Вера повесила трубку и задумалась. Разумеется, она не будет говорить Володе об этих звонках, ему и без того частенько напоминают о безрадостных событиях прошлого. Сергей умер, но он сам выбрал свой путь, оставшись в Рейхе с этим Германом. Что же, по крайней мере, он не был, кажется, настолько бесполезным человеком, каким всегда ей казался.

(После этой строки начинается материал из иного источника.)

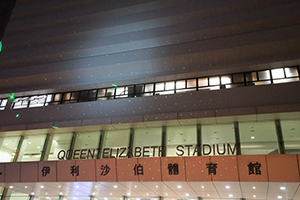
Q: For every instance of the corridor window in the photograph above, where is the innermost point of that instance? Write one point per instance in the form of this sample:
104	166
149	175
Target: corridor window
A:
258	138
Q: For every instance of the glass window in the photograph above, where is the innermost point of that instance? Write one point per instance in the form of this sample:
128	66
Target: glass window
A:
111	141
218	139
191	83
159	86
214	80
258	138
291	136
291	72
32	147
264	75
180	84
150	137
277	73
59	142
238	78
110	93
8	147
202	82
101	92
225	79
170	85
149	87
181	135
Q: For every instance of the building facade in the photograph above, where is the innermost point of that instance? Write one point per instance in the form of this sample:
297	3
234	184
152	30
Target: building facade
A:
124	80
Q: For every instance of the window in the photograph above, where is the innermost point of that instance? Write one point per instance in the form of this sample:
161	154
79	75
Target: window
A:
8	147
258	138
291	136
32	148
59	142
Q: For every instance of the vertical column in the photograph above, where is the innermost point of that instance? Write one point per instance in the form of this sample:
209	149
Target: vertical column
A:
279	137
237	138
131	142
16	158
72	146
163	142
101	144
199	139
47	147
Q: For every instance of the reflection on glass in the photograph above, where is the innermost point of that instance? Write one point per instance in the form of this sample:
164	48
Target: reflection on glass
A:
180	84
264	75
170	85
214	80
291	136
8	147
277	73
258	138
225	79
181	135
191	83
32	147
59	142
159	86
202	82
291	72
150	137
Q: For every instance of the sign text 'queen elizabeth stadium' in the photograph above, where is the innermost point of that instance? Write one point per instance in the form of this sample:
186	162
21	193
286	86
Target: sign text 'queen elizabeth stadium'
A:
148	151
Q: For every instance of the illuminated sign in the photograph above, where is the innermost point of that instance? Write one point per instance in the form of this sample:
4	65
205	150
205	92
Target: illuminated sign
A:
148	151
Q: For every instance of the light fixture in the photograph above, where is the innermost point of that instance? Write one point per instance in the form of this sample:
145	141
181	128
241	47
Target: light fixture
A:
282	188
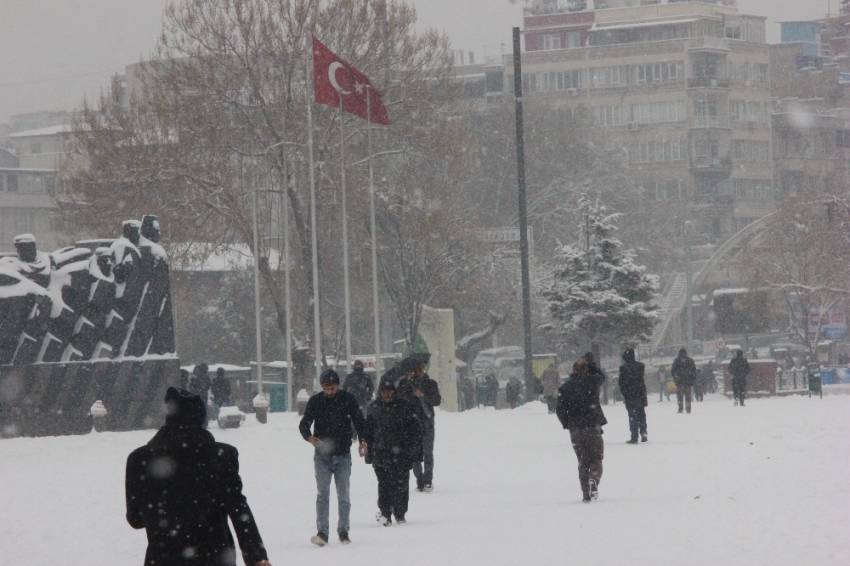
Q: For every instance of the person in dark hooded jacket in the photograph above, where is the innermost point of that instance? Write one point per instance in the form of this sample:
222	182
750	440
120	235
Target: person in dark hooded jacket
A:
395	446
221	388
684	372
579	411
423	395
360	385
183	486
633	390
739	368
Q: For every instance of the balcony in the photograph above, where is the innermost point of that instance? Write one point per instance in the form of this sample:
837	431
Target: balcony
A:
712	44
709	82
705	165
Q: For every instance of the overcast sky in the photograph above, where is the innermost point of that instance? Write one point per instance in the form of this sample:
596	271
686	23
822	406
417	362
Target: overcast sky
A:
55	52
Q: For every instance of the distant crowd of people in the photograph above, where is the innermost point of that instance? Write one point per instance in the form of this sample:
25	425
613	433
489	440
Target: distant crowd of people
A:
183	487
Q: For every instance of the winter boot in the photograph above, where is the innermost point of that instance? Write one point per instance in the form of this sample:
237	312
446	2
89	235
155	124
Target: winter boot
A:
593	489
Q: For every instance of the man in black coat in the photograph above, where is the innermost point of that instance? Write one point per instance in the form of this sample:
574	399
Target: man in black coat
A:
633	390
331	414
423	394
579	411
221	388
182	487
684	372
739	368
395	444
201	382
360	385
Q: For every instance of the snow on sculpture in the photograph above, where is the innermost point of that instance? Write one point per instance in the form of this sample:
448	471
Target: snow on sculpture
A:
97	300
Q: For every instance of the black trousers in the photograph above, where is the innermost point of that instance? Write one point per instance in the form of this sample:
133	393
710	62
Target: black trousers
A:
739	389
637	419
684	392
589	448
393	489
424	470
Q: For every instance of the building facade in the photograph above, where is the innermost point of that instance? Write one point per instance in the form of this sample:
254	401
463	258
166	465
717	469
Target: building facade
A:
683	86
26	203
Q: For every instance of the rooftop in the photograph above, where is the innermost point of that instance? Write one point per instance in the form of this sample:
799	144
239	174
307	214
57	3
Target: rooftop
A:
49	131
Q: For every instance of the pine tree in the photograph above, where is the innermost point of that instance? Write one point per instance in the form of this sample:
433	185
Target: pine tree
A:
597	292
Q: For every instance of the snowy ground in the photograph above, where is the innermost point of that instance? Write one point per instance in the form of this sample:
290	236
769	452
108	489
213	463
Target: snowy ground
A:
768	484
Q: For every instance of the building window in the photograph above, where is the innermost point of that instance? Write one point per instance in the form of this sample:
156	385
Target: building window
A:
658	151
667	190
659	112
552	41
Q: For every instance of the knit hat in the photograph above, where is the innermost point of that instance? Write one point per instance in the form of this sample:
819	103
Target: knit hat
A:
184	408
329	377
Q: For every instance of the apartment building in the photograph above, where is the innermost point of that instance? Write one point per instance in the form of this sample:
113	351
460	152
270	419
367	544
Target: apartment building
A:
684	86
26	203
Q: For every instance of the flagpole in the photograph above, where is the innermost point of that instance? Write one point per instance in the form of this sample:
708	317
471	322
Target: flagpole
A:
314	236
345	240
373	229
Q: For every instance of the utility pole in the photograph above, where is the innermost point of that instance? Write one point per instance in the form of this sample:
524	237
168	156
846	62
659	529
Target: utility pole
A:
686	233
523	214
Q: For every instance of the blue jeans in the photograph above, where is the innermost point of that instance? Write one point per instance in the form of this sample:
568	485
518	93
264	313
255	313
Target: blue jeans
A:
337	466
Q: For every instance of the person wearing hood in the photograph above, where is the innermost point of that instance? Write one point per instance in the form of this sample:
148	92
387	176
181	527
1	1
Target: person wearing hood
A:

Вечером телефон зазвонил снова. Володя все работал, а Вера села за переводы, пришлось бросить и идти поднимать истошно звенящую трубку.

Да!
- Здравствуйте, это квартира Набоковых? Просто этот номер...
- Единственный в справочнике. Да, Набоковых. Что Вы хотели?
- Я могу поговорить с Владимиром? - произношение такое жесткое "Владимир", в этот раз звонит явно немец, даже не швейцарец, как можно было бы подумать сначала.
- Владимир работает, я не могу его позвать. Что Вы хотели?
- А это, наверное, Вера, его жена, да?
- Абсолютно верно.
- Тогда я представлюсь, меня зовут Карл Кёлер, я звоню из Берлина. Сегодня девятое января, в этот день, да Вы и сами, я думаю, все знаете. Я был с Сержем в Ноейенгайме. Доскрипел до преклонных лет, а он вот двадцать два года уж в могиле. Вы знаете, Вера, я сам не знаю, почему решил Вам позвонить. Номер разыскивал, не поверите, месяц! А зачем звоню - не знаю. Почему-то кажется, что Сержу приятно было бы услышать брата, ну и Вас, конечно. Серж был человек невероятной души, наверное потому, что русский. Если и Ваш муж такой же, Вам несказанно повезло. Ну ладно, пора и мне. Всех благ. Прощайте, Вера.

Трубка неприятно запищала.

Вера вернулась к переводам, но никак не могла сосредоточиться. Как же так получилось, что человека, которого она всегда считала неглубоким, даже опасным, помнит и благодарит столько людей? Ведь это не первые звонки, неужели не разглядела она что-то особенное, что остальные увидели в Сергее?

Незадолго до полуночи Вера пошла навестить мужа, который так и не вставал из-за письменного стола.

Володя, идем спать, поздно уже.
- Сейчас, милая. Посмотри, написал вдруг сегодня, вставлю потом в "Speak, memory".

Вера наклонилась, вгляделась в расплывающиеся на бумаге ровные строчки: "Это одна из тех жизней, что безнадежно взывают к чему-то, постоянно запаздывающему, - к сочувствию, к пониманию, не так уж и важно к чему, - важно, что одним лишь осознанием этой потребности ничего нельзя ни искупить, ни восполнить..."

Знаешь, сегодня ведь девятое января.